GRATITUDE TO GANDHI AND DAD
The first part of the “Doing Good” message is not just, as many would expect, encouragement to do more. First, it’s a challenge to step back and appreciate how much good you already contribute, even when you earn money doing it. You’ll be surprised. With oral health, it’s obvious: People feel and look better. Other services and products have parallel perceived benefits. People consider what you provide to be good, or they wouldn’t pay you enough to stay in business. Beyond that come major, multiplying effects. Providing gainful employment has positive value for individuals, their families, society, and the government.
Having purged G-B, it’s time to knock down walls between career and off-hours, between for-profit work and traditional charity. To be sure there are boundaries that make sense for scheduling, accounting, tax filing purposes, but there is a greater whole-life truth about Good: It knows no boundaries.
To quote the great leader and sage Mahatma Gandhi, who did a world of good: “Life is one indivisible whole.”
Gandhi’s words ring like a bell with wisdom originally imparted to me by the best guy I ever knew, also my lifetime best teacher of business principles and practice. I mean my father, the late Arthur S. Anderson. I’ll never forget how, during my 12th year, Dad taught me about the meaning and significance of doing good in both business and in life. He delivered the lesson and many, many more for me and my six siblings at the dinner table by leveraging something that happened to one of us during the day. Wisdom, he taught, is knowledge rightly applied.
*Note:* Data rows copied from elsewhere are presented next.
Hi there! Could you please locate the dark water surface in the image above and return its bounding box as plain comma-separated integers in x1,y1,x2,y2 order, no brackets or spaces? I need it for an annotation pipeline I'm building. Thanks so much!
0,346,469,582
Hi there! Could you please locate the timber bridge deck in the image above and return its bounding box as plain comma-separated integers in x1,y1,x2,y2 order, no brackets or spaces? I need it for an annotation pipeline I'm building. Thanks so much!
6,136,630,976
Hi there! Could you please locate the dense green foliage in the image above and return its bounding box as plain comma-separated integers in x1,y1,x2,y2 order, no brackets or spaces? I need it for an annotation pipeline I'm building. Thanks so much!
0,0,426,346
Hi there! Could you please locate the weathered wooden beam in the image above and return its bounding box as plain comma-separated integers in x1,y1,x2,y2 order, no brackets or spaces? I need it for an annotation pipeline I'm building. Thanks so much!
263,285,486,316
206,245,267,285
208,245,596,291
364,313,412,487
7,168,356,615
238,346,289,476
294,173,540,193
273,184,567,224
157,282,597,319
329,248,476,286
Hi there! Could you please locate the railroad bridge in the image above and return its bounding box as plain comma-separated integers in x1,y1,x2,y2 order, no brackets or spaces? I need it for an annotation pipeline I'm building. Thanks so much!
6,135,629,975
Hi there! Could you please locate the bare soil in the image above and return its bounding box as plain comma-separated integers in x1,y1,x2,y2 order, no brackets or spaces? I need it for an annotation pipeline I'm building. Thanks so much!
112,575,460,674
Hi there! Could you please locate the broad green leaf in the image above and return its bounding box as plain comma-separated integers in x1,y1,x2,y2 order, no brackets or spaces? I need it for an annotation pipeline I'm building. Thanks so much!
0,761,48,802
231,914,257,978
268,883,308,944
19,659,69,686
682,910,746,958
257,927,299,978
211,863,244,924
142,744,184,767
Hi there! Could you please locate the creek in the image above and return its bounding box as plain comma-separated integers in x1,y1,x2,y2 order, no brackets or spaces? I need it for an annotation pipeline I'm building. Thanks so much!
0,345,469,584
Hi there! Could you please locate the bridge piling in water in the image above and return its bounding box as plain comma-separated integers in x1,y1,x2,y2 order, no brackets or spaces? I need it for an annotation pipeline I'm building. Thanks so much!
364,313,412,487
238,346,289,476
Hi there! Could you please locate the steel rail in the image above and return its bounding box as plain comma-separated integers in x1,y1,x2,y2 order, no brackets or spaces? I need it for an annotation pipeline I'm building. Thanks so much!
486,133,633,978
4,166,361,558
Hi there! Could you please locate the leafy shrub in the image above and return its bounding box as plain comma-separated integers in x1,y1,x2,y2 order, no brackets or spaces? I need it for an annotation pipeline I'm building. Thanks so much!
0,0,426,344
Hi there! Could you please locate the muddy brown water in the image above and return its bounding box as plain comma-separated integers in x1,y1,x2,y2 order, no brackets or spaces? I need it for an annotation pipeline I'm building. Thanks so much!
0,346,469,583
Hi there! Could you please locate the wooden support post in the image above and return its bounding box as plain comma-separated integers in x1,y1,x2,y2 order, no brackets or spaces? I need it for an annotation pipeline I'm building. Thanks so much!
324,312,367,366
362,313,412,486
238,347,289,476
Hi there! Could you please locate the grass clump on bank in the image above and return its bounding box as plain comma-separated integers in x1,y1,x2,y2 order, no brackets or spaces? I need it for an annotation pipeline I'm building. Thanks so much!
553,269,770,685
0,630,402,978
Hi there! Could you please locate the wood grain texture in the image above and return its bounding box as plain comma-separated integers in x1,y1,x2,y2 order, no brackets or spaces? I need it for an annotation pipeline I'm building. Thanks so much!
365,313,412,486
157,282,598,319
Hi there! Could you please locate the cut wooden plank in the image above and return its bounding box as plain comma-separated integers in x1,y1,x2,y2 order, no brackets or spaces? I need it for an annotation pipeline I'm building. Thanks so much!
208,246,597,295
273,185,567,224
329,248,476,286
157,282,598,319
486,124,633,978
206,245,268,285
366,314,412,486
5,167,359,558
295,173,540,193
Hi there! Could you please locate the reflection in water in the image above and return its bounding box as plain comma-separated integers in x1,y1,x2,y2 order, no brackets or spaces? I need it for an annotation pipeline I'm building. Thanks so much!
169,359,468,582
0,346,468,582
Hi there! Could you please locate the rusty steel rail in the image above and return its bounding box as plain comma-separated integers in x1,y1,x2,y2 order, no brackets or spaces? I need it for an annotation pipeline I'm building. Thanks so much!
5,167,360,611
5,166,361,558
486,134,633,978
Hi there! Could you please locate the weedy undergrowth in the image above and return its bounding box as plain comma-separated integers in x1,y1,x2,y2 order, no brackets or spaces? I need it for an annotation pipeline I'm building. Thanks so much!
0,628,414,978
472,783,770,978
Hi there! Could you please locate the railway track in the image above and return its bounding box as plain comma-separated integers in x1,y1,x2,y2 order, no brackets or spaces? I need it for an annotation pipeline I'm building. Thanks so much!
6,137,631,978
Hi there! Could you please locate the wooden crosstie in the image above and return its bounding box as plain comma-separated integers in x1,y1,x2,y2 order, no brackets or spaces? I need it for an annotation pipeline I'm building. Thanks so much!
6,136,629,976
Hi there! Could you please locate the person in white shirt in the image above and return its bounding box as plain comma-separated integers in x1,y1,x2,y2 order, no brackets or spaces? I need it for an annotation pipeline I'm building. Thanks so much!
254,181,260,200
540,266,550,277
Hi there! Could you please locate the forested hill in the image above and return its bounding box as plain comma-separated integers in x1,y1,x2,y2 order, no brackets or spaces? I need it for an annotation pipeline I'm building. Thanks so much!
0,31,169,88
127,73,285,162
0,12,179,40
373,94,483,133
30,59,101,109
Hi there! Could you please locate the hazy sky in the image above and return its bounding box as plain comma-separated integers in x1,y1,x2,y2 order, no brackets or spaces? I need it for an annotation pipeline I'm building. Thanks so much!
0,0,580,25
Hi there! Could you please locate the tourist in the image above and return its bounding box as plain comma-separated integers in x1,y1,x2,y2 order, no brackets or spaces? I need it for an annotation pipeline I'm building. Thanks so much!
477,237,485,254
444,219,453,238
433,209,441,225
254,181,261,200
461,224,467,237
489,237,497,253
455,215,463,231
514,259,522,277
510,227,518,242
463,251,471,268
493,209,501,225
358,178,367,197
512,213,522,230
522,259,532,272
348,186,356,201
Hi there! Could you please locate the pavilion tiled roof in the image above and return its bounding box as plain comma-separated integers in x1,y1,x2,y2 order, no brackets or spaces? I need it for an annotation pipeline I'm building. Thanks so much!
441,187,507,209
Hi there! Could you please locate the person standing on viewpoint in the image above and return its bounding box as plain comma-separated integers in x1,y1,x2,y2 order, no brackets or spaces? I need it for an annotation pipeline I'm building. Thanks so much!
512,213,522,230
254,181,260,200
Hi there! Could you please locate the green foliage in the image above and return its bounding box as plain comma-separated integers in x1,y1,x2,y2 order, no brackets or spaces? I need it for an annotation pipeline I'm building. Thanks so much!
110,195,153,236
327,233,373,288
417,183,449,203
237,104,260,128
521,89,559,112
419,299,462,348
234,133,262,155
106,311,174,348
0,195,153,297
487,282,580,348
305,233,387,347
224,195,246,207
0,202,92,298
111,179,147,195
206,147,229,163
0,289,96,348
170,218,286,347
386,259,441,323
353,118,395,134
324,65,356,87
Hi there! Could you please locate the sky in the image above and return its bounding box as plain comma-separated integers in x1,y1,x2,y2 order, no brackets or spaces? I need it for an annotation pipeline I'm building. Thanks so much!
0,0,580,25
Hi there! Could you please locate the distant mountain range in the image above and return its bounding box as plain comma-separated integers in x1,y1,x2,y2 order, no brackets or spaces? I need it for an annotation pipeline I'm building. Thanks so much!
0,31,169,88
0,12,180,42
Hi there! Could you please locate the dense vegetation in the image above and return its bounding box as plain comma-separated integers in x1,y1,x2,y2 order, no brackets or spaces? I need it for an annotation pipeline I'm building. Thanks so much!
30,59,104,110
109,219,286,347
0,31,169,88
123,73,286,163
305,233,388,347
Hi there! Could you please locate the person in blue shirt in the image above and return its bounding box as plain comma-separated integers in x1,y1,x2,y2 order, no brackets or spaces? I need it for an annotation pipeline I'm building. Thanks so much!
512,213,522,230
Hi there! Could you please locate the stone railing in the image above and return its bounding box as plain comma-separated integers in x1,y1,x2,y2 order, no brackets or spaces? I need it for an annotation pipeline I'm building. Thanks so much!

The wisdom, in this case, started one day by Dad feigning upset because I refused to take money from his mother, aka Nana to us kids, for yard work at her house. I briefly imagined that Dad was upset because I hurt Nana’s feelings, but then Dad said he was pleased and proud, as was Nana. He then did a dinnertime Q-and-A that led to wisdom and understanding about why it’s good to give and do things worth money gratis, because it’s good, and how this makes you better in your business.
Back when Dad taught me about doing good, nobody on the planet would have called it “Giving back.” That meant what it still means in my house and probably yours if you have children: “Give back the (fill in the blank) to your (sibling, cousin, whoever) right now!” Giving back, in this still-current meaning, isn’t good.
I’m curious about how the thing became a wrong-headed meme for plain and simple giving, but not two percent as much as I want to see it go away.
EXECUTIVE CHALLENGE
The challenge to you is to put the words “Doing Good” to work for yourself and your organization. Lead a team committed to doing good. Plant this grand, embracing concept in the hearts and minds of one and all, C-Suite to the front line. Say it, write it, message it, and live it.
Use this “Giving Back” thing as a reminder to watch your words. There’s peril in parroting phrases that are incongruous with intended thought and action, some of them worse than G-B. Good words always do more…good!